05:37 pm - Thu, August 13 2015
Debra (Boggs) Hohn said:
My parents Lawrence & Marcella Boggs moved to Alexandria in the early 50's. He started a plumbing & excavating business in 1957
Until his death in 1990
He too was very active in the St Martins Luteran church. They raised 9 children. My 3 brothers still live in Alexandria
Tom carried on the plumbing. Dennis worked for the city. Roger worked for Hanson County.
And are all retired.
My mother of 94 is living on her own in Mitchell, SD. Alexandria is a very small knit community.
06:08 pm - Thu, August 13 2015
Denny LaDue said:
I grew up on a farm 7 miles south of Alexandria. Just across the James River from Rockport Colony. Have had many friends from Rockport over the years. The main part of the house I grew up in was a prefab house from Sears shipped by train from New York.
I attended a one room country school for 4 years before the county incorporated and we had to go to "town school".
It was a great place to grow up. I have three sisters. Jolene, my older sister, lives on the farm. My younger sisters, Lee and Peggy, both live in Minn. I live in Lincoln, Ne.
08:43 pm - Thu, August 13 2015
Monte Mowry said:
I am the son of John (Bob) and Rita Mowry. We moved out of the Alex area in 1966 to north of Epiphany. Myself like several of my siblings as we got older and able to raise a "little hell" seemed to like to do it in Alex. Great community and a lot of family still there, I may have lived in MN for most of my life, but South Dakota "hands down" is still home!!!
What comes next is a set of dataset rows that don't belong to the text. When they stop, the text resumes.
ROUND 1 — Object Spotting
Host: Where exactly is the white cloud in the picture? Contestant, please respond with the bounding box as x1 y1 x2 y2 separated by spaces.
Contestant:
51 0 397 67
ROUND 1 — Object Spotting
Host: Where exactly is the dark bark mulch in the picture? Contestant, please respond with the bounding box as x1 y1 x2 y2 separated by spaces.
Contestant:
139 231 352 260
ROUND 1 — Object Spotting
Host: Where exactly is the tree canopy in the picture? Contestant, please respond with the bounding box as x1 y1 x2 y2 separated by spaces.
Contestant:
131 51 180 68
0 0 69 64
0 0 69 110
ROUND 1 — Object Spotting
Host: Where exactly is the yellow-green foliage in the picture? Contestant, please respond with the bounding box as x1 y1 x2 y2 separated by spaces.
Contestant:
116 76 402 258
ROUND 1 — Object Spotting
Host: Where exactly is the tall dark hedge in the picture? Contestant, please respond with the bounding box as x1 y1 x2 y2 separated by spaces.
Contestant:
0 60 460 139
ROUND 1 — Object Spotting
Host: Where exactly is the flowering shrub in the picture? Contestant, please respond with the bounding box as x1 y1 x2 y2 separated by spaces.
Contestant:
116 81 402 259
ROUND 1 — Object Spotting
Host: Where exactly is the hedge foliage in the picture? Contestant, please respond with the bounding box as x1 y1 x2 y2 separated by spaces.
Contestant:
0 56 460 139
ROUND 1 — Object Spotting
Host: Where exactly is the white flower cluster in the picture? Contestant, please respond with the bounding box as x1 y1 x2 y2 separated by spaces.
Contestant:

10:59 am - Sun, September 18 2016
Sandra J Krantz said:
I lived in Hanson County and attended Farmer School for 5 years. I cherish the memories of that school. One of my husband's relatives, Father Scheier built the Grotto in Farmer in 1926 called St. Peter's Rock. It has been restored and is on the list of things to see in SD by Father Scheier is also a part of the Spirituality of Hanson County.